August 27, 2013
Market to Brazil - Plant More Soy, Acreage up 4-6%, Maybe More
As Brazilian farmers prepare for their 2013/14 planting season, they have been receiving some good news from both the commodity markets and the currency markets. Soybean prices are rising and the Brazilian currency is weakening, which are both good news for Brazilian soybean farmers. I think this will encourage an even greater expansion of the soybean acreage in Brazil in 2013/14. Therefore, instead of the 3-5% expansion in soybean acreage which had been expected, I am going to increase that to a 4-6% expansion and it could go higher. As a result, the total 2013/14 Brazilian soybean crop is now estimated at 85 to 87 million tons.
The larger soybean acreage will come from: additional switching from full-season corn in southern Brazil to soybeans, the conversion of degraded pastures to soybean production in central Brazil, and additional land clearing for new soybean production in northeastern Brazil.
Soybean/Corn price ratio in Brazil at 3:1 to 4:1 - For farmers in southern Brazil that can plant either full-season corn or soybeans, the soybean/corn price ratio continues to indicate that they should plant more soybeans and less corn. We need to also remember that the price reference for full-season corn planted in southern Brazil is the March contract and for the safrinha corn, it is the July contract. For soybeans in Brazil, the price reference is the May contract.
While the November/December soybean/corn price ratio at the Chicago Board of Trade is approximately 2.8 to 1 as of last Friday, it is even more favorable in Brazil at 3 to 1 in Parana and up to 4 to 1 in Mato Grosso. The record large safrinha corn crop in Brazil has pushed down prices so much that not even a weaker currency or government purchases of corn at the guaranteed minimum price of R$ 13.00 per sack has been able to pull up prices. In Mato Grosso there is still corn being sold for R$ 10.00 per sack (which is a little less than US$ 2.00 per bushel depending on the currency exchange rate).
The preferred crop of Brazilian farmers is soybeans and they only increase their corn acreage when corn prices are favorable, which is not the case right now. Therefore, the full-season corn acreage in southern Brazil might decline more than the 10% that is currently estimated.

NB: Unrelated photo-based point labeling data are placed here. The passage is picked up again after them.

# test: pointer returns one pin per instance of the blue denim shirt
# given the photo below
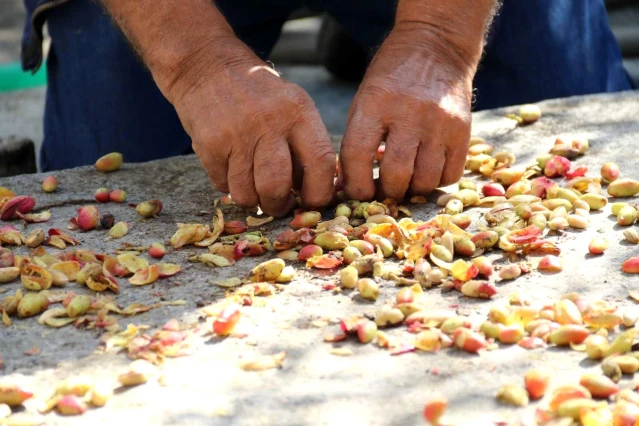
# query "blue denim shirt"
(101, 98)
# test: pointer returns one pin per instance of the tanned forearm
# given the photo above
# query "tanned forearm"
(461, 24)
(171, 36)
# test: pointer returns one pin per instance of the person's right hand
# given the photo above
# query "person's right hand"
(257, 135)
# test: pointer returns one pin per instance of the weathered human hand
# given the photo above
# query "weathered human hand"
(257, 135)
(416, 96)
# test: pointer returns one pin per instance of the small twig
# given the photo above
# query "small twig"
(63, 203)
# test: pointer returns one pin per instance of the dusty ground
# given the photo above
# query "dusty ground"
(315, 387)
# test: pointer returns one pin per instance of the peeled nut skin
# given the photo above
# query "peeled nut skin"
(368, 289)
(529, 113)
(349, 277)
(101, 392)
(148, 209)
(9, 274)
(50, 184)
(35, 238)
(109, 163)
(32, 304)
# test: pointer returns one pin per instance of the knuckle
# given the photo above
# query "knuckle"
(359, 192)
(274, 192)
(244, 199)
(422, 186)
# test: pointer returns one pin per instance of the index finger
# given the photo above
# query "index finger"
(312, 147)
(363, 136)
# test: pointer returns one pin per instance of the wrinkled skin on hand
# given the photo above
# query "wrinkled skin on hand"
(257, 135)
(416, 96)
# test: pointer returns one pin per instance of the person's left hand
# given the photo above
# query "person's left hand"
(416, 96)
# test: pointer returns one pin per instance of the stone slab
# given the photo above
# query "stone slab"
(315, 387)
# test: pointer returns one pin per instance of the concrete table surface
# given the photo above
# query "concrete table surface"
(315, 387)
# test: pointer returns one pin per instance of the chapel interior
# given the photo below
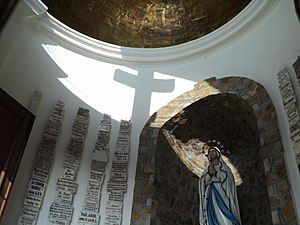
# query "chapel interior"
(106, 108)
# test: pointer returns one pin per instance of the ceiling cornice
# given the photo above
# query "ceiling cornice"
(229, 33)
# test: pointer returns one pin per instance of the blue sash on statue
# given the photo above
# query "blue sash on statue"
(211, 213)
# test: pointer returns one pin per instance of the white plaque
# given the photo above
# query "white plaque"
(69, 173)
(57, 222)
(66, 185)
(30, 212)
(33, 201)
(61, 211)
(36, 188)
(64, 197)
(88, 218)
(26, 221)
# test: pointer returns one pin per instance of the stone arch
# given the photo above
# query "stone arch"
(270, 150)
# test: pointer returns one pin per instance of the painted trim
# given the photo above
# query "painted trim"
(232, 31)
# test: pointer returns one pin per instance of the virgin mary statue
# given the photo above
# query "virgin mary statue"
(218, 197)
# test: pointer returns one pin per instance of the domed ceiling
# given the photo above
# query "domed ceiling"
(145, 24)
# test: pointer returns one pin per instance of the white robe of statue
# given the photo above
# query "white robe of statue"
(217, 192)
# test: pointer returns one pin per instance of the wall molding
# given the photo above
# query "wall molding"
(232, 31)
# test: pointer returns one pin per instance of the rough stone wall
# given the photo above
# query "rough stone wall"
(230, 120)
(270, 149)
(176, 189)
(144, 24)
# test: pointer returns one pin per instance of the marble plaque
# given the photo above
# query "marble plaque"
(33, 201)
(88, 218)
(66, 185)
(26, 221)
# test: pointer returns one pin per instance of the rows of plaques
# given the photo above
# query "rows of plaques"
(117, 184)
(61, 210)
(90, 213)
(42, 167)
(290, 105)
(296, 67)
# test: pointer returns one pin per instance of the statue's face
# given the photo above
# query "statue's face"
(213, 153)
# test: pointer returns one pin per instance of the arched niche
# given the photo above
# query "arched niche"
(166, 184)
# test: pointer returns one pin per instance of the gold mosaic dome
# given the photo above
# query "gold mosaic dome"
(145, 24)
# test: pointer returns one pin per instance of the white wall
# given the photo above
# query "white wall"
(37, 60)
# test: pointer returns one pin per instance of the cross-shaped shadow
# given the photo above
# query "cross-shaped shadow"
(144, 84)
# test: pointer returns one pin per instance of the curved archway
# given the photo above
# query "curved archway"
(145, 202)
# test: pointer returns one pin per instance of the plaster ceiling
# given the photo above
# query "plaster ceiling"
(145, 24)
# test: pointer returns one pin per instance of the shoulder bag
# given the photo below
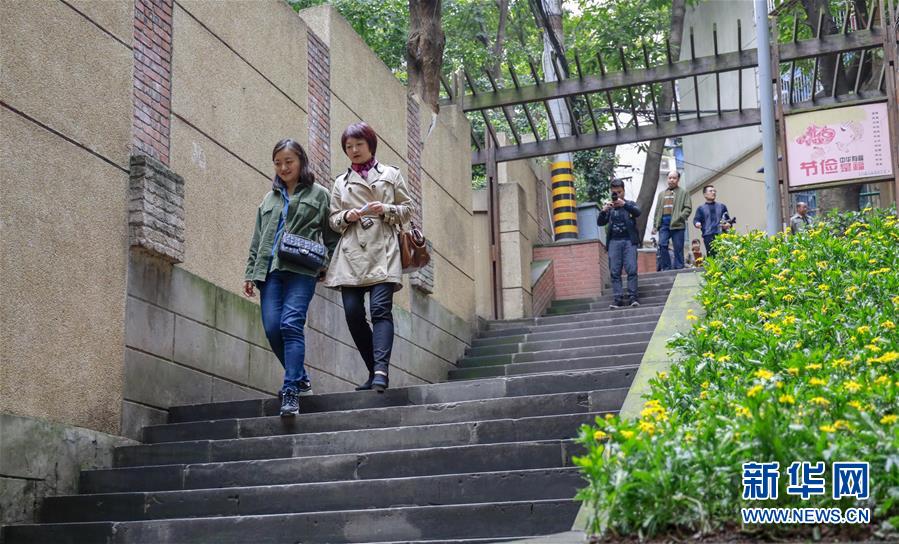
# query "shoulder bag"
(413, 249)
(303, 252)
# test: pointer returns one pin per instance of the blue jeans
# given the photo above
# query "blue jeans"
(677, 240)
(708, 239)
(623, 254)
(285, 297)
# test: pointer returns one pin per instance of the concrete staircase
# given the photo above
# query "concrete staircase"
(484, 457)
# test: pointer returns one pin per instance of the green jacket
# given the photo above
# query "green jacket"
(682, 208)
(308, 212)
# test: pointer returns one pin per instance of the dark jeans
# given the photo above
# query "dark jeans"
(623, 254)
(285, 297)
(677, 240)
(709, 250)
(376, 342)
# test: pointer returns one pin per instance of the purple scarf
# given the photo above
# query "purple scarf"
(362, 169)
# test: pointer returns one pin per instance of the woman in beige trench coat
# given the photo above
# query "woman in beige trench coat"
(369, 203)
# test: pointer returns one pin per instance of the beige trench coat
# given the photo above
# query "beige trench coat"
(368, 256)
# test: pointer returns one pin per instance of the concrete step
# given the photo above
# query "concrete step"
(594, 338)
(642, 291)
(492, 519)
(364, 440)
(515, 485)
(348, 466)
(607, 346)
(599, 363)
(406, 396)
(604, 304)
(398, 416)
(607, 327)
(574, 318)
(600, 321)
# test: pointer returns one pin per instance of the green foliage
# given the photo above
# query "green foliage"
(594, 172)
(795, 359)
(590, 26)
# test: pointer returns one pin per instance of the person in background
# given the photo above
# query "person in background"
(295, 205)
(711, 218)
(672, 213)
(619, 217)
(801, 219)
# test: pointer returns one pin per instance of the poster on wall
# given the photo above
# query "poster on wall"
(838, 145)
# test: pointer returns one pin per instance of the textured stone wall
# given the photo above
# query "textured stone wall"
(40, 458)
(156, 209)
(65, 112)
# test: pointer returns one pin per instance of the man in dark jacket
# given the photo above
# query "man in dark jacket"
(711, 218)
(619, 218)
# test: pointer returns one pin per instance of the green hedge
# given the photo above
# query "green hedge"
(796, 359)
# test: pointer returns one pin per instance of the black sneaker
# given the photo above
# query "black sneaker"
(380, 381)
(305, 388)
(290, 405)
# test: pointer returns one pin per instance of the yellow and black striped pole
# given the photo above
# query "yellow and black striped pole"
(564, 205)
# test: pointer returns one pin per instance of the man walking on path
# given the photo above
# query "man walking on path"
(672, 213)
(619, 218)
(711, 218)
(800, 220)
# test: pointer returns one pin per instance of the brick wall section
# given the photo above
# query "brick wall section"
(544, 291)
(646, 262)
(152, 78)
(579, 267)
(423, 280)
(319, 150)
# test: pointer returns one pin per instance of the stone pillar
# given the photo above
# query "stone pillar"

Brazilian currency weakens - The Brazilian real has lost about 9% of its value compared to the U.S. dollar just during the month of August (it has lost 17% since early May). Since soybeans are priced in dollars but paid in the local currency, this decline in the value of the Brazilian currency is the same as a 9% price increase for Brazilian soybean farmers.
The Brazilian Central Bank intervened last Friday in support of the currency, but efforts such as this are a stop-gap measure at best. Most market observers feel the currency will continue to weaken going forward. The exchange rate is already at 2.4 reals per dollar and most people had anticipated that it wouldn't be that low until sometime next year.
The weaker currency is not all good news though because it makes imports more expensive such as fertilizers and Brazil imports 70% of its fertilizer needs. But as soon as the currency started to weaken in May, many Brazilian farmers quickly priced their fertilizer needs for fear of rising fertilizer prices. For those farmers who have already purchased their fertilizers, the weaker currency is basically all good news.
Slow early corn planting - In southern Brazil, soybeans and full-season corn compete for the same acreage, so if farmers plant less corn, they will then plant more soybeans. Corn is the first crop planted in southern Brazil, but the early corn planting in southern Brazil has been delayed by cold weather. If the soil temperatures are warm enough, farmers in southern Brazil would like to start planting their corn by the end of August or early September. Up until this point, it's been too cold to plant corn, so the longer it stays cold, the greater the likelihood that farmers will switch some of their intended corn acreage to additional soybean production.
Another mass of polar air is sweeping into southern Brazil this week bringing with it yet another chance of freezing temperatures in Parana and Rio Grande do Sul and even maybe some light snow in the higher elevations of Santa Catarina. So it looks like it will be another week with very little full-season corn being planted in southern Brazil.
We must also remember that the full-season corn crop in Brazil now accounts for less than half of Brazil's total corn crop, while the safrinha corn crop accounted for approximately 56% of Brazil's 2012/13 corn crop. The safrinha corn crop in Mato Grosso, which is the largest producer in Brazil, basically competes on price and not with other crops - is it profitable to grow corn or not. In Mato Grosso there is a little competition from cotton for the same acres, but the safrinha corn acreage is many times larger than the cotton acreage in the state (3.3 million hectares of safrinha corn vs. 0.475 million hectares of cotton).
In the state of Parana, which is the second largest producer in Brazil, safrinha corn competes with winter wheat, but still safrinha corn has a much larger acreage (2.17 million hectares of safrinha corn vs. 0.914 million hectares of wheat).
Therefore, a switching from corn to soybeans in Brazil will mainly occur with the full-season corn in southern Brazil. The safrinha corn acreage in Brazil will be determined by the profitability of growing corn and not by the soybean/corn price ratio because they are not competing for the same acreage.